REPUBLIKA.CO.ID, BEIJING--Cina telah menyelesaikan pengungsian warganya dari negara yang dilanda kerusuhan, Kyrgyzstan, setelah memulangkan hampir 1.300 warga, demikian laporan yang beredar Kamis. Operasi tiga hari tersebut berakhir Kamis dinihari, ketika pesawat jet Cina, Southern Airline, yang membawa 148 warganegara Cina mendarat di Urumqi, ibu kota wilayah Xinjiang, Cina, yang berbatasan dengan negara di Asia Tengah tersebut.
Itu pesawat kesembilan sejak China mulai mengungsikan warga negaranya di tengah bentrokan suku yang meletus pekan lalu, antara etnik Kyrgyz dan Usbek di bagian selatan Kyrgyzstan. Sedikitnya 190 orang telah tewas dalam pristiwa tersebut.
Lebih dari 7.000 orang China tinggal di wilayah yang dilanda kerusuhan di Kyrgyzstan, Osh, ketika bentrokan meletus. Sebagian besar mereka pengusaha dan sebagian pekerja bangunan, demikian laporan pers resmi China.
Sejauh ini tak ada laporan mengenai warga negara China yang tewas dalam bentrokan di bagian selatan Kyrgyzstan. Dalam kerusuhan tersebut, orang-orang dari suku Kyrgyz telah menyerang toko dan rumah milik orang Uzbek. Puluhan ribu orang dari suku Uzbek telah menyelamatkan diri melintasi perbatasan ke dalam wilayah Republik Uzbekistan.
Pemerintah sementara Kyrgyzstan, yang menggulingkan presiden Kurmanbek Bakiyev awal tahun ini, tak mampu meredam kerusuhan tersebut. Ketidakmampuan pemerintah untuk menguasai Kyrgyzstan selatan sepenuhnya terlihat gamblang. Permintaan agar bantuan pasukan asing pemeliharaan perdamaian bisa masuk Kyrgystan ditolak oleh Rusia, tak lama setelah Presiden Roza Otunbayev menyampaikan permohonan tersebut.

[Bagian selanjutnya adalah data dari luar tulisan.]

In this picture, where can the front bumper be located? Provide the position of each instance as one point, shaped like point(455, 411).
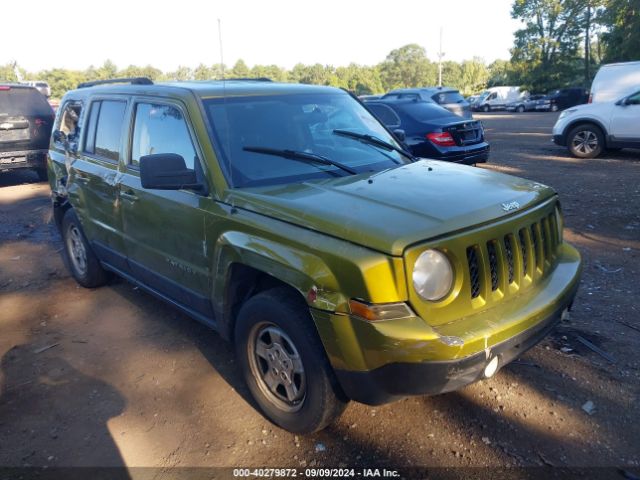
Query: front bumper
point(378, 362)
point(23, 159)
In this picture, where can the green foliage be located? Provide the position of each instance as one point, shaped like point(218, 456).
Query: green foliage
point(621, 41)
point(408, 66)
point(546, 51)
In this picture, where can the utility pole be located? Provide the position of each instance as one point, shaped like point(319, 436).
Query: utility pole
point(16, 71)
point(587, 45)
point(440, 55)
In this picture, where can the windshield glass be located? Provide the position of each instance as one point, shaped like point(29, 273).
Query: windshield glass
point(300, 123)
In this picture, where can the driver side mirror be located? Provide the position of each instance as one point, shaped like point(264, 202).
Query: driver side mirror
point(59, 136)
point(167, 171)
point(400, 134)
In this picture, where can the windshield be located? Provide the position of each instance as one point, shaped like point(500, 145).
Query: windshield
point(298, 124)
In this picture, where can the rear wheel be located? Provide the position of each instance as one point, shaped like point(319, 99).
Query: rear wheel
point(82, 262)
point(284, 363)
point(585, 141)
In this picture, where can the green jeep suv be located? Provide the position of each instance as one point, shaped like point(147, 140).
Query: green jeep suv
point(287, 218)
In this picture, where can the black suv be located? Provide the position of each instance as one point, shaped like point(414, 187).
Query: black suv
point(563, 98)
point(431, 131)
point(26, 119)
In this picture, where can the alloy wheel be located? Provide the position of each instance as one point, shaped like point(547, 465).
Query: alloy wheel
point(76, 249)
point(585, 142)
point(277, 367)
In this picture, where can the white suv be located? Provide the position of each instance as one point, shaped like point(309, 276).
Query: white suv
point(586, 130)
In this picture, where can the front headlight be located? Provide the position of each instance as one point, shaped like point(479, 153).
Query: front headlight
point(432, 275)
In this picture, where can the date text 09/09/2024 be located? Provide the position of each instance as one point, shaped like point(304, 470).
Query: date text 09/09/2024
point(315, 473)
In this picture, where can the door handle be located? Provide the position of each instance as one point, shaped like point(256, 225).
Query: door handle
point(129, 195)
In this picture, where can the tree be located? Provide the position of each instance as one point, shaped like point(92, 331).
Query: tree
point(475, 76)
point(360, 80)
point(407, 66)
point(240, 70)
point(621, 41)
point(546, 51)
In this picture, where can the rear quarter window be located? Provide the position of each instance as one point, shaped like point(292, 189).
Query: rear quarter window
point(24, 101)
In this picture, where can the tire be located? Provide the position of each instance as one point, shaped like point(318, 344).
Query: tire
point(585, 141)
point(81, 261)
point(42, 174)
point(278, 324)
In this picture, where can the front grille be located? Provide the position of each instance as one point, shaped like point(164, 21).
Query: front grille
point(493, 265)
point(509, 254)
point(513, 257)
point(474, 271)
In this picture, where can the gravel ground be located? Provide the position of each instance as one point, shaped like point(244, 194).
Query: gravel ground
point(113, 377)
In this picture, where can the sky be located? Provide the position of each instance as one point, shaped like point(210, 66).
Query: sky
point(166, 34)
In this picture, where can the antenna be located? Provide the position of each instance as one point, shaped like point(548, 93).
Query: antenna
point(16, 71)
point(440, 55)
point(226, 113)
point(221, 55)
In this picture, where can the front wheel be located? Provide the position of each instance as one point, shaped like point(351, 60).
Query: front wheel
point(82, 262)
point(585, 141)
point(284, 363)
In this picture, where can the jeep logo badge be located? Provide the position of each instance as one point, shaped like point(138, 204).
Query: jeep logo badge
point(507, 207)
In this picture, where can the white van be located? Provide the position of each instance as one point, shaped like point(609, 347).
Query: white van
point(615, 81)
point(497, 98)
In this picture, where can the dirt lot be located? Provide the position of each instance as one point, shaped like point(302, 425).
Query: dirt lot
point(113, 376)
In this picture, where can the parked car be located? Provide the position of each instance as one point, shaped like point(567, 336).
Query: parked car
point(587, 130)
point(562, 98)
point(497, 98)
point(26, 120)
point(289, 219)
point(43, 87)
point(366, 98)
point(446, 97)
point(430, 131)
point(524, 104)
point(614, 81)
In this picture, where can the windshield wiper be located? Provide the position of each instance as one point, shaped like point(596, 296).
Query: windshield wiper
point(300, 156)
point(370, 139)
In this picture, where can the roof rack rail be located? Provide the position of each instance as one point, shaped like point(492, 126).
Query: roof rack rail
point(131, 80)
point(238, 79)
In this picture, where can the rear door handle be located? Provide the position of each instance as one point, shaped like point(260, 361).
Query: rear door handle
point(129, 195)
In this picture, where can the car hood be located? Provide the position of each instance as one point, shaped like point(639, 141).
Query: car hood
point(396, 208)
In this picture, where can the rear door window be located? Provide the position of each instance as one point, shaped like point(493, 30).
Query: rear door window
point(69, 117)
point(385, 114)
point(161, 129)
point(108, 131)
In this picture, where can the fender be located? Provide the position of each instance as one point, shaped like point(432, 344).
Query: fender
point(310, 264)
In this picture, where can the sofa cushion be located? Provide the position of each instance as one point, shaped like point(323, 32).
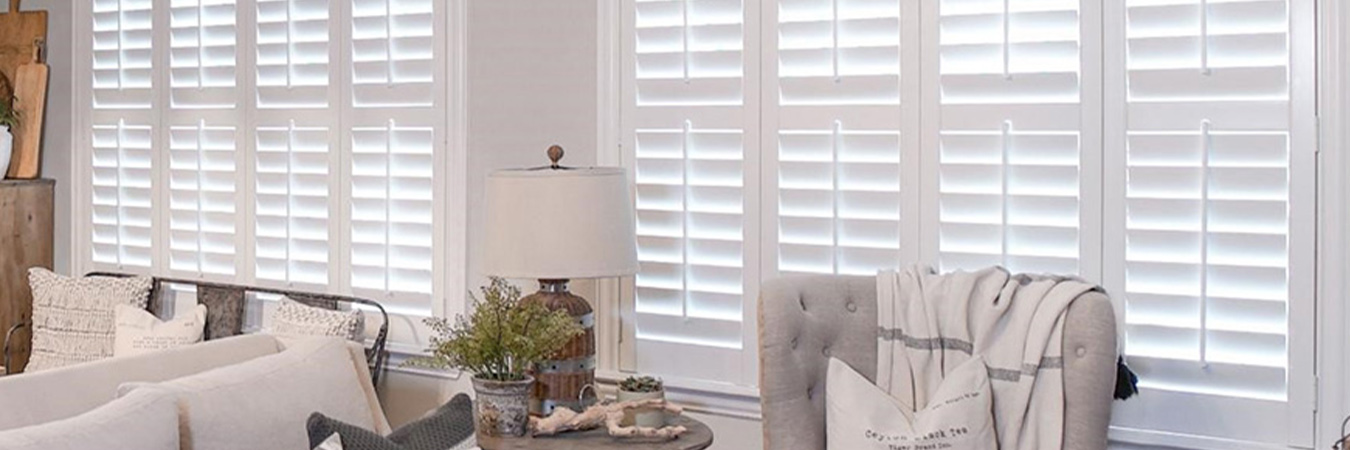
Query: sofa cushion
point(73, 318)
point(265, 403)
point(139, 331)
point(27, 399)
point(146, 420)
point(863, 416)
point(451, 426)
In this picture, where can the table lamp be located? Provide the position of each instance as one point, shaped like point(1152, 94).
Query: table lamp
point(556, 223)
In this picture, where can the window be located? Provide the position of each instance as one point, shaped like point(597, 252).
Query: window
point(1160, 147)
point(286, 142)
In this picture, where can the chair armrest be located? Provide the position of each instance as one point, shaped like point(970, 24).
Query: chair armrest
point(8, 343)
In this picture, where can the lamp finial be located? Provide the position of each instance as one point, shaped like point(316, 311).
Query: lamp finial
point(555, 154)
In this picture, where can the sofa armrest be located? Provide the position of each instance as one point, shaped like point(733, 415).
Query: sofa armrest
point(802, 323)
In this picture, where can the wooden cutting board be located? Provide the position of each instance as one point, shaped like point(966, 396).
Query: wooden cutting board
point(18, 31)
point(30, 99)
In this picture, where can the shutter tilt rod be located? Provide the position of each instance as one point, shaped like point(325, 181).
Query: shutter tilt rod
point(1204, 242)
point(834, 38)
point(1007, 39)
point(1204, 38)
point(834, 195)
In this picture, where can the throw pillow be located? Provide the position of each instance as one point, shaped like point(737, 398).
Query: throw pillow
point(73, 318)
point(451, 426)
point(861, 416)
point(294, 319)
point(139, 331)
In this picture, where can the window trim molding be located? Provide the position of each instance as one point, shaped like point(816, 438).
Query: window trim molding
point(1333, 314)
point(407, 330)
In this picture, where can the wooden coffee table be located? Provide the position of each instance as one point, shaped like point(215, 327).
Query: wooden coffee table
point(698, 437)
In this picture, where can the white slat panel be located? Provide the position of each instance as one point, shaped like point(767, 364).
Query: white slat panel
point(834, 122)
point(392, 170)
point(122, 180)
point(201, 56)
point(123, 135)
point(392, 145)
point(293, 54)
point(1208, 216)
point(690, 154)
point(1010, 145)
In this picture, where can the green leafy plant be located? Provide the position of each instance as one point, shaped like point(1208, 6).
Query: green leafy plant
point(8, 115)
point(501, 339)
point(641, 384)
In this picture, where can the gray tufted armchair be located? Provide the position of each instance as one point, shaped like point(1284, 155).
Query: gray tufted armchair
point(805, 320)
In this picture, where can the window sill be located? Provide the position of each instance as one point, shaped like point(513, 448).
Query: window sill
point(697, 396)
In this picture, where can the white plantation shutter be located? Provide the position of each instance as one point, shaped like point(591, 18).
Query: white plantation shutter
point(282, 142)
point(1214, 270)
point(1010, 130)
point(392, 170)
point(296, 150)
point(203, 177)
point(293, 61)
point(122, 138)
point(292, 211)
point(392, 149)
point(834, 134)
point(691, 157)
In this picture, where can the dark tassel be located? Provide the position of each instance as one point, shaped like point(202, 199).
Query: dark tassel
point(1126, 383)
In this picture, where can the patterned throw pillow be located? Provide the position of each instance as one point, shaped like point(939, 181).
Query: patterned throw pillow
point(73, 318)
point(450, 427)
point(297, 319)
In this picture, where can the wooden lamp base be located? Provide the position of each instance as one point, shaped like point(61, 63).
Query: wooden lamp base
point(569, 379)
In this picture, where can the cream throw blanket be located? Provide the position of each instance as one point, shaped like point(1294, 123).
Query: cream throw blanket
point(932, 323)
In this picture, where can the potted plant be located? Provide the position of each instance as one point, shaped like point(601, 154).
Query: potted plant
point(498, 343)
point(637, 389)
point(8, 120)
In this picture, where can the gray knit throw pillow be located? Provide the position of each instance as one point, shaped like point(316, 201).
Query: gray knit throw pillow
point(446, 429)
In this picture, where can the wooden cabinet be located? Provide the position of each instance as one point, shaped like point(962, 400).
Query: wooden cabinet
point(26, 241)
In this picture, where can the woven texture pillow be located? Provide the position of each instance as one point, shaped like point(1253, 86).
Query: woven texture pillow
point(73, 318)
point(451, 426)
point(297, 319)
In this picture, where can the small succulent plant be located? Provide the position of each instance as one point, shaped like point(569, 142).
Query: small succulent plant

Baru dua bulan lalu, banyak pengulas memuji Roza sebagai politikus yang fasih dan moderat di kalangan kelompok oposisi, yang sering bertengkar. Perubahan itu sempat disambut baik setelah bertahun-tahun kekuasaan korup oleh pendahulunya Kurmanbek Bakiyev dan Askar Akayev.